AI Zone: chatbots.org

NEWS: Chatbots.org survey on 3000 US and UK consumers shows it is time for chatbot integration in customer service!read more..

My thoughts on the 2014 competitiion

Posted: Nov 17, 2014

Hugh Loebner

Member

Total posts: 29

Joined: Jul 7, 2009

E-mail Hugh

I want to start out by offering my congratulations to the finalists, and especially Bruce for his victory.

I also want to thank the Ed Keedwell for organizing the contest, and the AISB for being so kind as to take the contest under its wing and Bletchley for providing a location.

I’d like to explain, once again, the origin and raison d’etre of the LPP. One year in the distant past the contest was to be held in my apartment. Originally, I had absolutely no desire to develop a comm. protocol or the comm programs. I required each submitter to provide them. One entrant used telenet. Another used sockets. A third used Tcp/IP. It was quite tedious setting up, but I succeeded, and the contest was held in my apartment without, I thought, any problems. Then, after the contest had been concluded, one of the humans looked at the transcript of her conversation, and said “That isn’t what I typed.”(!!!!) I disqualified that entrant

It seems that the submitter’s protocol had garbled the human’s conversations. I decided that, of necessity, I would have to write the programs and decide on the comm. protocol.

Naturally, the person who used telnet was convinced telnet was the only way to go; the person who used Tcp/IP was convinced Tcp/IP was the only way to go and the person who used sockets was convinced that was the only way to go.

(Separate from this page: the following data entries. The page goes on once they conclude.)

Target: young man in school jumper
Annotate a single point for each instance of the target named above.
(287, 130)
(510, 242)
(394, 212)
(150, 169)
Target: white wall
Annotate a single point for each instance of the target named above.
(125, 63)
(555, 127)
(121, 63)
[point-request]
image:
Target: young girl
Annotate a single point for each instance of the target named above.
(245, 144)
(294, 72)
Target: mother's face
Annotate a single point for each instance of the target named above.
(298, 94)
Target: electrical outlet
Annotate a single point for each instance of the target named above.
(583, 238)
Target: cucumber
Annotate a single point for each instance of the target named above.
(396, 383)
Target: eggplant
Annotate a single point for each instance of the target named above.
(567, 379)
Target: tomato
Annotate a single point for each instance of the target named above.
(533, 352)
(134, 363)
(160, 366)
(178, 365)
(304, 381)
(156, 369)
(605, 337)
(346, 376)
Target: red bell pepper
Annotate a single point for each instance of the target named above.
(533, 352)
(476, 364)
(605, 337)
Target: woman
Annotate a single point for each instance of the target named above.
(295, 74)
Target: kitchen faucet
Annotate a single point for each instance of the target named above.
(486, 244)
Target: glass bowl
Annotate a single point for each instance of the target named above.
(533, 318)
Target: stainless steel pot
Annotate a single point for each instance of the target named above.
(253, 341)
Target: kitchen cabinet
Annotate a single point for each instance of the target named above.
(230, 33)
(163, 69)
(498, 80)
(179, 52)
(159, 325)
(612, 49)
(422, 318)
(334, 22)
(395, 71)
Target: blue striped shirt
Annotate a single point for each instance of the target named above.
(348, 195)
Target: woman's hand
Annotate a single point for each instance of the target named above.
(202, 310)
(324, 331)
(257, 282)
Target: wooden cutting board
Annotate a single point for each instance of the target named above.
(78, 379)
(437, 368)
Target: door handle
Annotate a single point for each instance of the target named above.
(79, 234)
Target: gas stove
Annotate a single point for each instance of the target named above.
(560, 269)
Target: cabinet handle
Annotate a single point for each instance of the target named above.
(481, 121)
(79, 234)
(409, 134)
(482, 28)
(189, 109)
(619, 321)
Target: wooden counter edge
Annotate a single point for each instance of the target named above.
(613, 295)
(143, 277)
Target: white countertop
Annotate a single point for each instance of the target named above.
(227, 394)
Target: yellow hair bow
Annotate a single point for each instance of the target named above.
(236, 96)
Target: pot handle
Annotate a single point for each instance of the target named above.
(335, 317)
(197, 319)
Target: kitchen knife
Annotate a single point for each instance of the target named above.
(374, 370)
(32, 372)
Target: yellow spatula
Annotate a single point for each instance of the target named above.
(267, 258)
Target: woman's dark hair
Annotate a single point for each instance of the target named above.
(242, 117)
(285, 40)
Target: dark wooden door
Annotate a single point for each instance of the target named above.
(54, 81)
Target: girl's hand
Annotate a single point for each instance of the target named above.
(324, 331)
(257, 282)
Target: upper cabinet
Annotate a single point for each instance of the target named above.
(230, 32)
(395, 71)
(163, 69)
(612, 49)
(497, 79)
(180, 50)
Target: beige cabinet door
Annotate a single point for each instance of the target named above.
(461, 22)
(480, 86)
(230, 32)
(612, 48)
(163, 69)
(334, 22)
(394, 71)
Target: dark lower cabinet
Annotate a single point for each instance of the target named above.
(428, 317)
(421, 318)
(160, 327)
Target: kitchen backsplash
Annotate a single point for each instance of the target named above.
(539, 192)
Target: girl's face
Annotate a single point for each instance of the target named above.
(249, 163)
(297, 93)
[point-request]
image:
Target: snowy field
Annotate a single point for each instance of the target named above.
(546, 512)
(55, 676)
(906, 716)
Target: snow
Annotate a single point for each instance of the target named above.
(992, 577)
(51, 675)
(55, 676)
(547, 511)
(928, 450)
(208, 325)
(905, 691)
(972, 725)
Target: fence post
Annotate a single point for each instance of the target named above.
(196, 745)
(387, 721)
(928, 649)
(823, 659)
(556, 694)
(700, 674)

I had no desire to waste my time learning the ins and outs of any of them. I wanted a simple (and yes, the LPP is extremely simple) means of communicating. I wanted a character by character interaction, purely for aesthetic reasons. I decided to let Bill Gates and his minions, who had developed 40 million lines of OS, do the heavy lifting. I considered using the file system, either as a drop box for information, or by their names. However, that led to problems of opening, closing, sharing, protections, etc. It seemed to me that using directory names would require minimal OS overhead.

Advantages of LPP.
1. Debugging programs is a snap. By simply looking at the comm directory, one can see, in real time, the interaction.
2. By (temporarily) eliminating the delete directory command, one would have a log of the interactions.
3. It favored no one. It was unique, so no submitter would have the advantage of familiarity with it. I am happy to say that everyone hated it.
4. And, most important of all, I understood it.

With regard to its implementation at Bletchley 2014:

I must confess that I did not observe any interactions, so I can not speak to the existence of “bursts” of communications. I do know that there was some sort of problem with the webcasts.

However, no human, and no judge, seemed to have the slightest difficulty communicating using it.

If a human can deal with something, your program must do so also.

In any case, I can’t understand why there should be a problem with the timing of the characters, since when I used the protocol years ago things went very smoothly using more primitive hardware.

The bottom line is that the AISB will (I fervently hope) be in charge of the contest, and they are the people to whom to address your requests for change. I did not require that the LPP be used in the future, and there have been mutterings about changing the protocol at some point in the future.

Once again, though, congratulations, and heartfelt thanks to all.

Hugh

Posted: Nov 17, 2014

[ # 1 ]

Dave Morton

Administrator

Total posts: 3111

Joined: Jun 14, 2010

E-mail Dave

Thanks for the insights, Hugh. That goes a long way toward understanding the ‘whys’ behind the LPP.

Posted: Nov 17, 2014

[ # 2 ]

Christophe Finas

Experienced member

Total posts: 41

Joined: Sep 24, 2014

E-mail Christophe Finas

I won’t express thanks enough myself as I know how invasive, awkward and relentless I was during the event. I came from France to get the maximum of the Loebner experience, and I found the people there very welcoming despite my insistence in asking. And this was just everyone, from the AISB staff to the Bletchley staff ... and of course yourself Hugh. Thanks a lot.

Regarding the LPP:

Not being a PERL programmer myself (and I am sorry about that), I can confess working with the LPP made me scratch my head quite a few times, then improve my “computer-insulting skills”, but ended up being part of the fun.

I don’t think we can have a go at “making a super-human-bot” if we are just stopped by these LPP trivials.
It’s not this long to learn from it, make it work, and then go back to our main tasks.
If like me you do not have a PERL background, it may just take a few hours to customize it.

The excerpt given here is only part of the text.